The 'third era' of app development will be fast, simple, and compact
Will Intel and Nvidia join the HSA party, or insist on going it alone?
Hot Chips At the annual Hot Chips symposium on high-performance chippery on Sunday, the assembled chipheads were led through a four-hour deep dive into the latest developments on marrying the power of CPUs, GPUs, DSPs, DMA engines, codecs, and other accelerators through the development of an open source programming model.
The tutorial was conducted by members of the HSA – heterogeneous system architecture – Foundation, a consortium of SoC vendors and IP designers, software companies, academics, and others including such heavyweights as ARM, AMD, and Samsung. The mission of the Foundation, founded last June, is "to make it dramatically easier to program heterogeneous parallel devices."
As the HSA Foundation explains on its website, "We are looking to bring about applications that blend scalar processing on the CPU, parallel processing on the GPU, and optimized processing of DSP via high bandwidth shared memory access with greater application performance at low power consumption."
Last Thursday, HSA Foundation president and AMD corporate fellow Phil Rogers provided reporters with a pre-briefing on the Hot Chips tutorial, and said the holy grail of transparent "write once, use everywhere" programming for shared-memory heterogeneous systems appears to be on the horizon.
According to Rogers, heterogeneous computing is nothing less than the third era of computing, the first two being the single-core era and the muti-core era.

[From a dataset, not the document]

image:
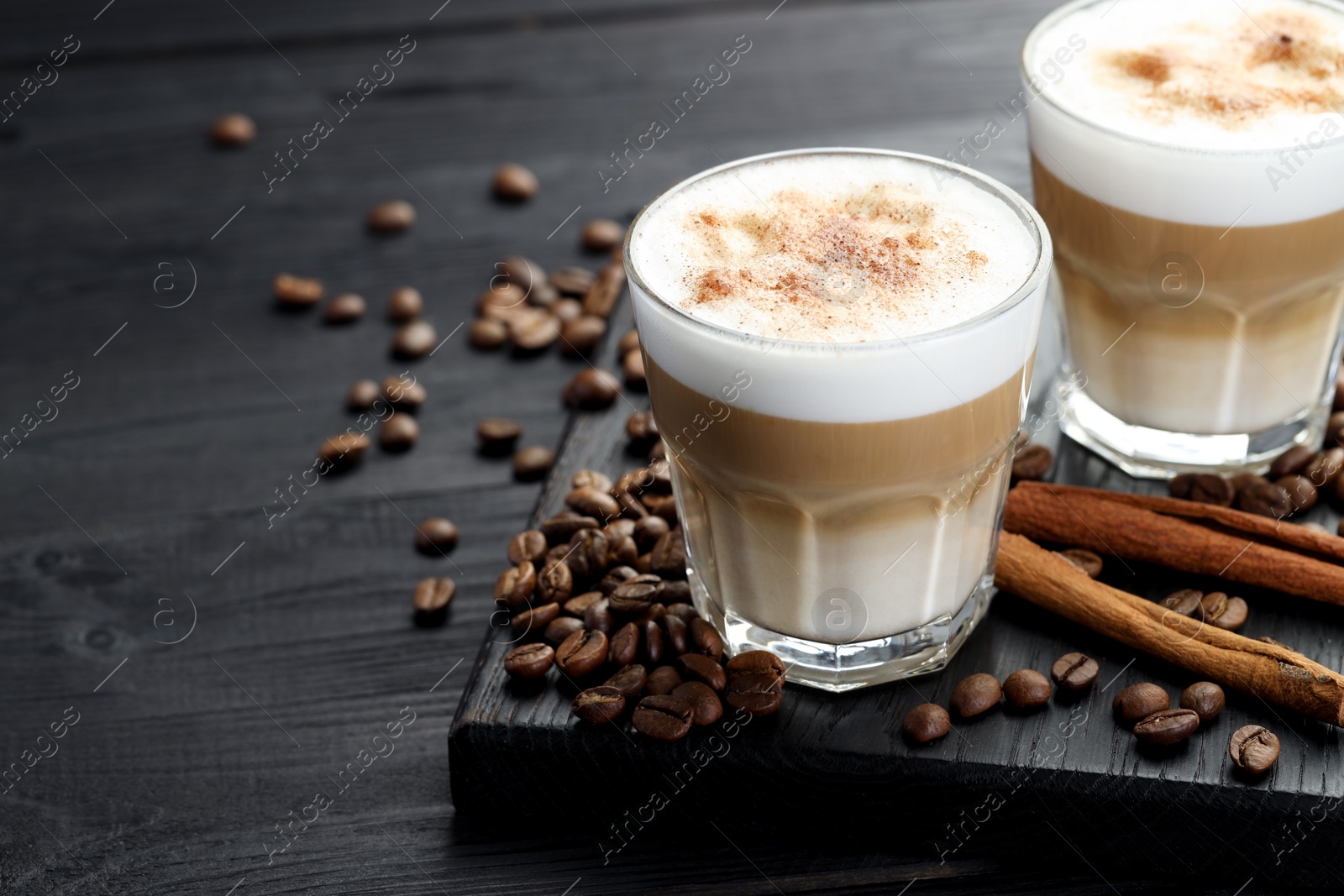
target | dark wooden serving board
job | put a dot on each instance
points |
(1066, 778)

In each era of computing, he said, the first programming models were hard to use but were able to harness the full performance of the chips.
"In the case of single core," Rogers said, "we started with assembly code, then we went to much better abstractions: structured languages, objected-oriented languages, managed languages. At each stage you give up a little bit of performance for massive improvements in productivity, and the platform volumes grow extremely fast as programmers can use the platforms much more efficiently."
The same thing happened in the multi-core era, he said, moving from direct-thread programming to directive programming to task-parallel runtimes. In heterogeneous programming, however, that progression is just beginning. "We've gone from people writing shaders directly," he said, to proprietary languages such as CUDA, to open-standard languages such as OpenCL and C++ AMP.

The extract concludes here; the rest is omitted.